Chisomo Ngulube and Lucy Kachapila

She was born to Yao parents in the late 50s and consequently grew up in the early 60s.

The prevailing expectation from family and peers at the time was that she would find a suitor just after puberty.

But my mother had other ideas, she was fascinated by education. She knew she had to get out of the village and its Kachasu brewing and drinking way of life.

To this date she does not understand why, how and where she got such a resolve and motivation because she says there was no one to look up to.

She told the boys she found repeating the final grade as was the custom of those days that she would not be joining their ranks and indeed, she was selected to Lilongwe Girls Secondary School after just one attempt.

Her father a devout Moslem and a tailor had barely enough to support her education and that of her many other siblings but he tolerated his daughter’s ambitions up to Secondary School.

When she was selected to Kamuzu College of Nursing of the University of Malawi, he blatantly told her that he could not support her anymore, after all he had taken on another wife and had little children to fend for.

To him, an MSCE was enough education for a girl. But it was not for my mother, she yearned to drink more and more from the cup of knowledge until she got her PhD a few ago.

Today, I pay tribute to her resolve and that of other women from her era who chose to defy the expectations and stereotypes of their time to pursue their dreams.

I pay tribute to a woman who did not have to tell me what to do because she led by example and; children learn better from what they see you doing than from what you tell them to do.

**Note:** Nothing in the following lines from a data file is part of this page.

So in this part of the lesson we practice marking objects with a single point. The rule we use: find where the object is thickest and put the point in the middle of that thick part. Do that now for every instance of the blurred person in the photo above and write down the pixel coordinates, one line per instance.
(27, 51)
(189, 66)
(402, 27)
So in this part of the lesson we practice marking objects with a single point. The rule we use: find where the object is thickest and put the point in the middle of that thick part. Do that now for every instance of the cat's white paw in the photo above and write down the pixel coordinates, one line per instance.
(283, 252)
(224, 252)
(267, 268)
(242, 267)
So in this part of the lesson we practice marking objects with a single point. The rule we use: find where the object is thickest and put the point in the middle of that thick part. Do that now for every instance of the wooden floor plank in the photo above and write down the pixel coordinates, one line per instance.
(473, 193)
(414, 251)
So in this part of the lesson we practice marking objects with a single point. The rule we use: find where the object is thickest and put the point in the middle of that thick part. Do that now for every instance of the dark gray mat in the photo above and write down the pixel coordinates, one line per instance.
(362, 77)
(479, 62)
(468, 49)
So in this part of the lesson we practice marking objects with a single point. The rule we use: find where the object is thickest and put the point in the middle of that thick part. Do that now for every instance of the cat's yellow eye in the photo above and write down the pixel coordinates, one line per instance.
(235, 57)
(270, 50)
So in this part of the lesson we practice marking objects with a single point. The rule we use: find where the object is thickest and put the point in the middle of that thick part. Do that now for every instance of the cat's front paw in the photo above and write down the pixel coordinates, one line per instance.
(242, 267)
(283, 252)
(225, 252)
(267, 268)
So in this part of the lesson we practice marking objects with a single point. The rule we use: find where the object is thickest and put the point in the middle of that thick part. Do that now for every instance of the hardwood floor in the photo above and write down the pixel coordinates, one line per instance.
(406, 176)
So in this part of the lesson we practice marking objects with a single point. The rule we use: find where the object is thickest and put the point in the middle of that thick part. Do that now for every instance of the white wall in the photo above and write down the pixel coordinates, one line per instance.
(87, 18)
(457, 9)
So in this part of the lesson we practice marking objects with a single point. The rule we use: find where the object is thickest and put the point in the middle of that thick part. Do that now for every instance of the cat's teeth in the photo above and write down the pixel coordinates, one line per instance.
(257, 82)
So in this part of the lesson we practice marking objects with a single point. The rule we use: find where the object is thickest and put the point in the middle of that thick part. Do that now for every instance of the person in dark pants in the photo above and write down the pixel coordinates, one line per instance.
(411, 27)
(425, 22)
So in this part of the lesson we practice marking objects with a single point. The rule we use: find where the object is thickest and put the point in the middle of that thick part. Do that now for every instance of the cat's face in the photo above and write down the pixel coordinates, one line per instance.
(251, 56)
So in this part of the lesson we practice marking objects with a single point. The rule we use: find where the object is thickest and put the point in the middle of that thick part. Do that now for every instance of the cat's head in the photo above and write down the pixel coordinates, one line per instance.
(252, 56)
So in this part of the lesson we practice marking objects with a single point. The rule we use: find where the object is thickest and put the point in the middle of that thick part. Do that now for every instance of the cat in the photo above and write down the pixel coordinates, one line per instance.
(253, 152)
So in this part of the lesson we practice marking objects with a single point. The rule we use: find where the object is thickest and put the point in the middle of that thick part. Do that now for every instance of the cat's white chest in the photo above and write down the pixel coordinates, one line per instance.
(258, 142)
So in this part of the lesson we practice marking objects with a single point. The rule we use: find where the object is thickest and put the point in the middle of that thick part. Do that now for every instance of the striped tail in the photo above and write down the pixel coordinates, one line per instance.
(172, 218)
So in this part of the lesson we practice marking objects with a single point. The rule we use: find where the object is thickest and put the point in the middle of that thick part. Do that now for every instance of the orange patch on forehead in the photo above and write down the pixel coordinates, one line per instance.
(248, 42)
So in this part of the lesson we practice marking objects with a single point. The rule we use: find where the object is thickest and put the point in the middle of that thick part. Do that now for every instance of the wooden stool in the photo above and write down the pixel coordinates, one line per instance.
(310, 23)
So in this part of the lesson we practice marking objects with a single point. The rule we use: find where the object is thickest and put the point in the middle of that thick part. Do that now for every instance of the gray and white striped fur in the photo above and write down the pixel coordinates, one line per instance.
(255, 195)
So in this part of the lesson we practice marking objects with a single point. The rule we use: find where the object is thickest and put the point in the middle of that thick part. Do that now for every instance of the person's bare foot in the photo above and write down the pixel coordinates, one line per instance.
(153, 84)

I pay tribute to Mrs Lucy Kachapila because it is true what they say that when you educate a girl you educate the world. Even her father who is still alive and her late mother would always salute the power of sending girls to school.

“Amayi anu ndi azi chemwali awo ndi amene akundigwira mkono chifukwa ndinawaphunzitsa sukulu, [your mother and her sisters are the ones holding my hand because I sent them to school],” he always says when I visit.

Thanks to my mother, I did not face the struggle that other girls have to go through because my mother broke the chains.

And because my work as a journalist has taken me to places across the country, I use every opportunity to preach the gospel according to girls’ education because I know what it does.

For every year that a girl spends particularly in secondary school, she reduces her chances of getting pregnant or married before the age of 18. And we know the consequences and complications that come with early marriage and early pregnancy.

Global statistics also show that for every year a girl stays in school, her income increases by 15 to 25 percent. And that she will go on to use 90 percent of that income invest in future generations-her family.

It is therefore no wonder, that children of educated women are more than twice likely to send their children to school (zidzikawanika okha) as the example of my mother has demonstrated.

Oh! And she taught me to is too short she always says.